New Delhi, May 22 (KNN) According to a report released on Tuesday by Crisil, a prominent rating agency, India's household savings, which had been declining since the COVID-19 pandemic due to higher borrowings, may have rebounded in the fiscal year 2023-24 (FY24).

While official data from the National Statistical Office (NSO) is still awaited, early indicators suggest that household savings may have revived in FY24, and the growth in household liabilities is likely to have moderated, as stated by Crisil.

The report, titled ‘Trends in Household Savings and Debt After the Pandemic,’ notes that India's current account deficit (CAD) is estimated to have narrowed to around 1 per cent of GDP in FY24, down from 2 per cent in the previous fiscal year.

However, investments rose to about 33.7 per cent of GDP from 32.2 per cent in the preceding year.

"Amid low CAD, increasing domestic savings are likely to have financed rising investments in the economy. We estimate that total domestic savings likely grew stronger in fiscal 2024, compared with 10.7 per cent on-year in the previous fiscal," the report states.

Crisil highlights that bank deposits, which constitute the largest portion of gross financial savings, grew 13.5 per cent in FY24, compared with 9.6 per cent in the previous year, outpacing the 9.1 per cent nominal GDP growth in FY24.

Additionally, mutual fund investments by households grew at a faster rate in FY24 compared to recent years, with investments through systematic investment plans (SIPs), primarily opted for by individuals, continuing to rise.
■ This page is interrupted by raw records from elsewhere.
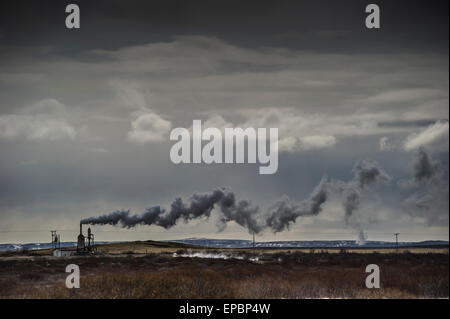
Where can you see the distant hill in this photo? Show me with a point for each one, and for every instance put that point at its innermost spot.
(237, 243)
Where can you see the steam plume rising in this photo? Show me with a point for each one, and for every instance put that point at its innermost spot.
(430, 197)
(366, 173)
(279, 217)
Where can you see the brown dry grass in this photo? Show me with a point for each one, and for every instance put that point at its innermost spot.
(282, 275)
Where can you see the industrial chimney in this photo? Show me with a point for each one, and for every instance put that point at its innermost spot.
(80, 243)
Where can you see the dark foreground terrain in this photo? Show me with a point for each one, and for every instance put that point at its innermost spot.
(287, 274)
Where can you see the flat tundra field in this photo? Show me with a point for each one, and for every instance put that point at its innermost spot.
(169, 270)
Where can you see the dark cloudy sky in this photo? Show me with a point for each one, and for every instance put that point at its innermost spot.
(85, 114)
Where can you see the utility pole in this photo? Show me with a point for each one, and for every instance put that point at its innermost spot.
(254, 240)
(53, 238)
(396, 239)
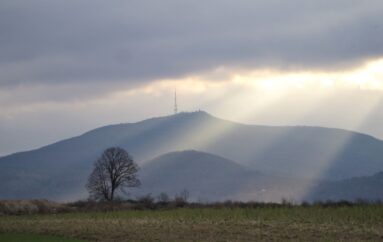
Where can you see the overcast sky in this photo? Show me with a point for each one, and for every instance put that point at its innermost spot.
(69, 66)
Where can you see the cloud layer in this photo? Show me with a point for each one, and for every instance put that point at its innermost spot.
(47, 41)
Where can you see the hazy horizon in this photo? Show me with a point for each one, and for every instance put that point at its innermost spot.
(67, 67)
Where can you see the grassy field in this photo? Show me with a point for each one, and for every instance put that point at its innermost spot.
(357, 223)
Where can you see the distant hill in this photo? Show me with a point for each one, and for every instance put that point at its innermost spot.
(365, 188)
(204, 175)
(59, 170)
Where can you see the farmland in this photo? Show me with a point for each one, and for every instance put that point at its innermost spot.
(311, 223)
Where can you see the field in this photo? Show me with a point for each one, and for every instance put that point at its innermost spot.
(313, 223)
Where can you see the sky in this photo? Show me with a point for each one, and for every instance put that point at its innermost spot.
(67, 67)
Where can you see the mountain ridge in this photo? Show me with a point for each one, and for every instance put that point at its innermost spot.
(306, 152)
While bank retail credit growth remained relatively high at 17.7 per cent in FY24, down from 21 per cent in FY23, the report states that Indian households continued to invest in real estate during the fiscal year.

Furthermore, a slowdown in private consumption during FY24, despite high GDP growth, hinted at increased household savings.

"Early indicators are that overall household savings likely rose and contributed to higher total savings in fiscal year 2024," the report concludes.

However, the report also notes that expectations of rate cuts have been pushed ahead amid inflation risks and buoyant growth, and further transmission of the Reserve Bank of India's past rate hikes could encourage households to increase their savings.

According to the latest data from the Ministry of Statistics, net household savings declined sharply by Rs 9 trillion to Rs 14.16 trillion in the three years to FY23, with India's overall household savings rate falling from 22.7 per cent of GDP in FY21 to 18.4 per cent in FY23.